Muitas vezes não estão explícitas todas as cláusulas, textos, exigências; mas tudo isso existe.

Há os relacionamentos em que algumas cláusulas podem ser ignoradas – por ambas as partes(afinal, um contrato exige 2 partes, no mínimo) – e há os que têm cláusulas a mais.

Não há como discorrer qual é o melhor ou pior. É um jargão, mas cada um é único. Cada um deve ver se o que lhe é apresentado – mesmo que durante o período de vigência – é válido para si, e analisar até que ponto vale a pena, como qualquer contrato.

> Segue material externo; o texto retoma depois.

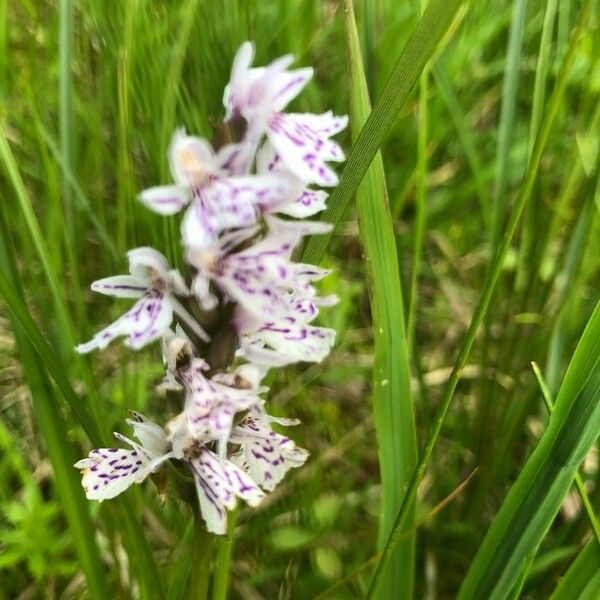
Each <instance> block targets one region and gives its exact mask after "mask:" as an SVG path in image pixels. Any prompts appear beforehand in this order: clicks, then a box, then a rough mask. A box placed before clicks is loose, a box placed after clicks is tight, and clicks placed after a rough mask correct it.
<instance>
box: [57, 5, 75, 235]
mask: <svg viewBox="0 0 600 600" xmlns="http://www.w3.org/2000/svg"><path fill="white" fill-rule="evenodd" d="M73 11H74V6H73V0H59V2H58V20H59V30H58V58H59V67H58V69H59V70H58V78H59V93H58V98H59V100H58V115H59V116H58V124H59V131H60V153H61V155H62V162H63V165H64V168H63V193H64V200H65V217H66V221H67V232H68V235H69V241H68V243H69V244H71V243H72V242H73V241H74V234H75V223H74V220H73V218H74V211H73V204H72V194H71V188H70V186H69V184H68V181H67V175H66V172H67V171H70V172H72V171H73V164H72V158H73V149H72V147H73V97H72V93H73V76H72V72H71V70H72V65H71V59H72V49H73V16H74V15H73Z"/></svg>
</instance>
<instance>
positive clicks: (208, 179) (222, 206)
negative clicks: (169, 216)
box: [139, 129, 302, 249]
mask: <svg viewBox="0 0 600 600" xmlns="http://www.w3.org/2000/svg"><path fill="white" fill-rule="evenodd" d="M223 161H224V157H223V156H221V155H220V154H215V152H214V151H213V149H212V148H211V146H210V144H209V143H208V142H207V141H206V140H204V139H202V138H198V137H194V136H189V135H186V133H185V131H184V130H183V129H179V130H177V131H176V132H175V134H174V135H173V139H172V141H171V146H170V148H169V162H170V165H171V173H172V176H173V179H174V180H175V185H168V186H158V187H153V188H150V189H147V190H145V191H143V192H142V193H141V194H140V196H139V199H140V201H141V202H142V203H143V204H145V205H146V206H147V207H148V208H150V209H151V210H153V211H154V212H157V213H159V214H162V215H172V214H175V213H177V212H179V211H181V210H182V209H183V208H184V207H186V206H188V205H189V208H188V210H187V211H186V214H185V217H184V219H183V222H182V227H181V233H182V238H183V242H184V244H185V245H186V246H189V247H193V248H200V249H202V248H206V247H208V246H210V245H211V244H212V243H214V242H215V241H216V240H217V239H218V237H219V235H220V234H221V233H222V232H223V231H225V230H228V229H233V228H238V227H249V226H251V225H254V224H255V223H256V221H257V218H258V216H259V215H260V214H261V213H262V212H263V211H271V210H274V209H275V208H276V207H277V206H278V205H279V204H281V203H282V202H285V201H287V199H288V198H289V195H290V194H294V193H296V192H297V193H300V190H301V187H302V186H301V184H300V183H299V182H297V181H296V180H294V179H293V178H291V177H290V176H289V175H288V174H286V173H285V172H281V171H280V172H273V173H264V174H262V175H246V176H238V177H236V176H230V174H229V173H228V172H227V171H226V170H225V169H224V168H223ZM294 190H296V192H294Z"/></svg>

Uma cláusula freqüente em relacionamentos é a fidelidade. Certa vez li em algum lugar(que agora está obscurecido em minha mente), que a fidelidade é um – e o maior – presente que quem ama dá ao ser amado. E de fato, concordo com isso, e nesse ponto(como em muitos outros) ainda sou extremamente antiquado. Homens e mulheres não foram “feitos” pra uma pessoa somente. É genética a vontade de reprodução, de variedade. Mas se no seu relacionamento você decide que esse presente é necessário, então o dê, sem medo de perdê-lo. Esse ponto pode ser uma cláusula no seu contrato amoroso, mas pode ser simplesmente um ato de entrega.

Assim, concluímos pode-se concluir que relacionamentos não são somente contratos. Eles são também generosidade e entrega, como bem falou Gustavo Gitti no seu Breve Ensaio Sobre a Estética nos Relacionamentos. Relacionamento é usufruir do outro, e mais, deixar que o outro se deixe usufruir, assim usufruindo de você também.

O que você entrega no relacionamento pode ser simplesmente um presente, o que na verdade é o que de fato terá mais significado.

O que você define como cláusula no seu contrato, deve ser seguido. O não cumprimento de qualquer uma das cláusulas pode resultar em rompimento contratual sem aviso prévio de qualquer uma das partes.